Think of it; you’re somewhere in the midst of the crowd and you see movement.  Hands raised to heaven – bread offered and taken and offered again.  A slow, determined wave of activity, with Jesus at its centre, making its way through the crowd, and from hand to hand – from one to another – a word, a prayer, a bit of bread and fish.  “And all ate and were filled…”, says the gospel record – an image of unparalleled satisfaction.  Not such a common thing in the wasteland of first century Palestine – out ‘back of beyond’ as they were.  What would it mean to know that feeling – to experience that miracle?

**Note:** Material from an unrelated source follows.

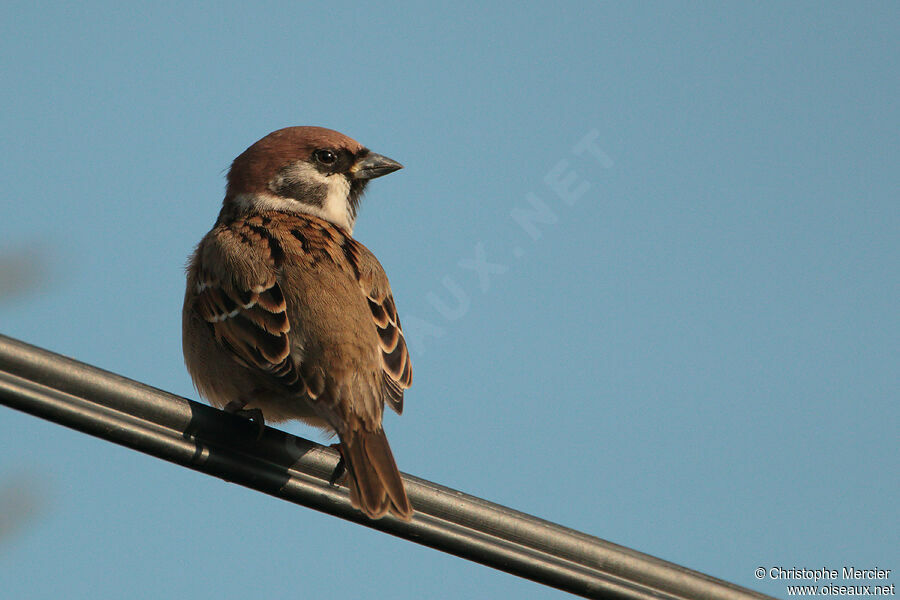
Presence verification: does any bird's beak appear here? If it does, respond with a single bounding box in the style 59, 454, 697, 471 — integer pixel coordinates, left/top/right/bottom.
350, 152, 403, 179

We have inherited this miracle story, and we always make it about the food – Five loaves, two fish, 5000+ people and still twelve baskets to spare.  We can claim God’s limitless providence, or we can imagine folks shamed into sharing what they had once tried to keep safe for themselves; either way, it’s a miracle.  But when we limit the story to the multiplication of the loaves and fishes (just as we casually gloss over the people who weren’t officially counted because they were women and children), I think we miss the point.

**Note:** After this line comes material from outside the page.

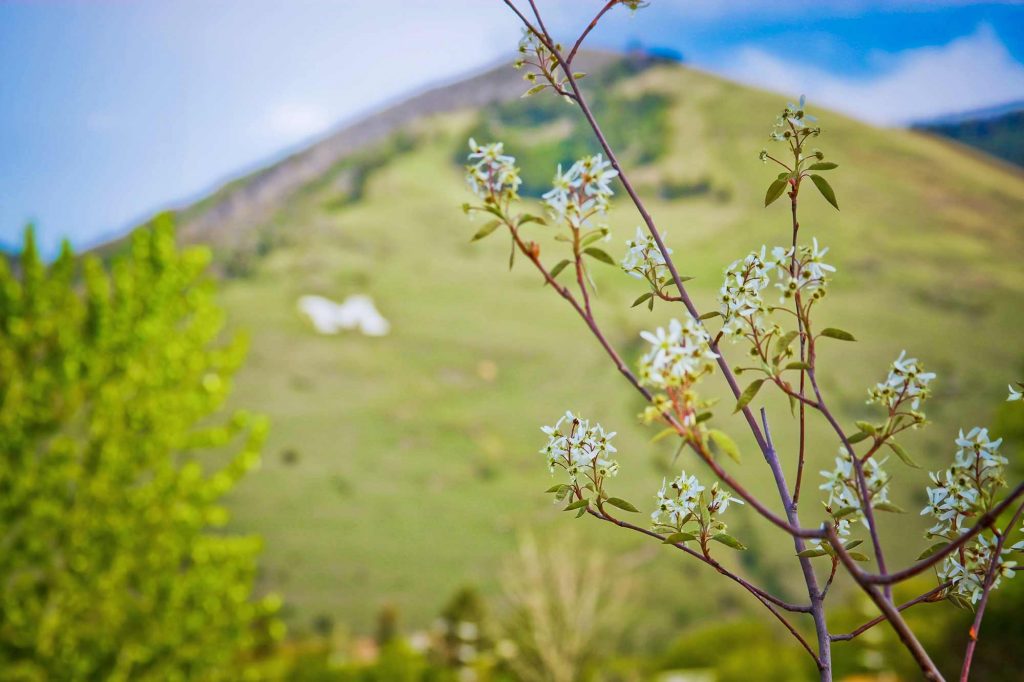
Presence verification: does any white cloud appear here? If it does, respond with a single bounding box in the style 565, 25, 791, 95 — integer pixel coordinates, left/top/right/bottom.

Whatever we think of miracles – then or now – the main component of any miracle story is compassion.  Nothing on that day was possible without Jesus compassion, and any miracles in our lives will have the same ingredients:

Jesus ability to see the needs of others even in the midst of his own questions and confusion – his willingness to see to the needs of others, and his insistence that his disciples do likewise – these are the ingredients of a miracle.  And it occurs to me that this miracle story may be a parable too.

The organization of Matthew’s gospel is important to my argument.  A chapter full of parables (and the explanation of parables), followed by a living parable.  The kingdom of God is like a crowd in a field.  The crowd is hurting and hungry and needy in all the ways that humanity is hurting and hungry.  The teacher in their midst has been generous with his time, and at the climax of the story, he suggests to his students that they might be equally generous.  In spite of the overwhelming odds against success,  they should follow his example; they should feed the crowd.  And all ate and were satisfied.  Simple and complicated, just like a parable.

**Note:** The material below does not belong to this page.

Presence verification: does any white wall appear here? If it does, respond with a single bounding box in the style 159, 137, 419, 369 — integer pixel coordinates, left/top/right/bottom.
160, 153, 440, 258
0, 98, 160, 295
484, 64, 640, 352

What we want to see in this miracle is an easy way out.  The need is not overwhelming, no matter how large the crowd.  The impossible becomes ordinary, against our expectations.  God is for us, against all odds – that’s what we want to hear in this story.  When our expectations overwhelm us, Jesus steps in, gives thanks, and all is made miraculously well.  Because life is rather like a crowd in a deserted field, and we imagine ourselves at the centre of the story.  We expect to be asked to solve the whole problem – at once, and by ourselves.  We expect to be held responsible in case of failure.

We expect any help to be a long way off.  But this is not a parable of life – it is yet another glimpse into the kingdom of heaven, and the kingdom of heaven is not about our abilities or our expectations.

There is a miracle at the centre of every kingdom story.  Miracle is the word we use when the result cannot be explained by our experience.  And Jesus invites us to facilitate the miracle: “you give them something…”, he says, without bothering to tell us how it might be possible.   Instead, he shows us how; producing food from scarcity – hope from despair – life from death.  Jesus stands as a living parable, urging us toward something more – something of God.

It’s simple enough: Take what you have – your time; your food; your friendship; your life – and share it in faith.  By such acts of compassion, miracles are made.  By our imitation of Christ the kingdom is brought slowly and surely into view.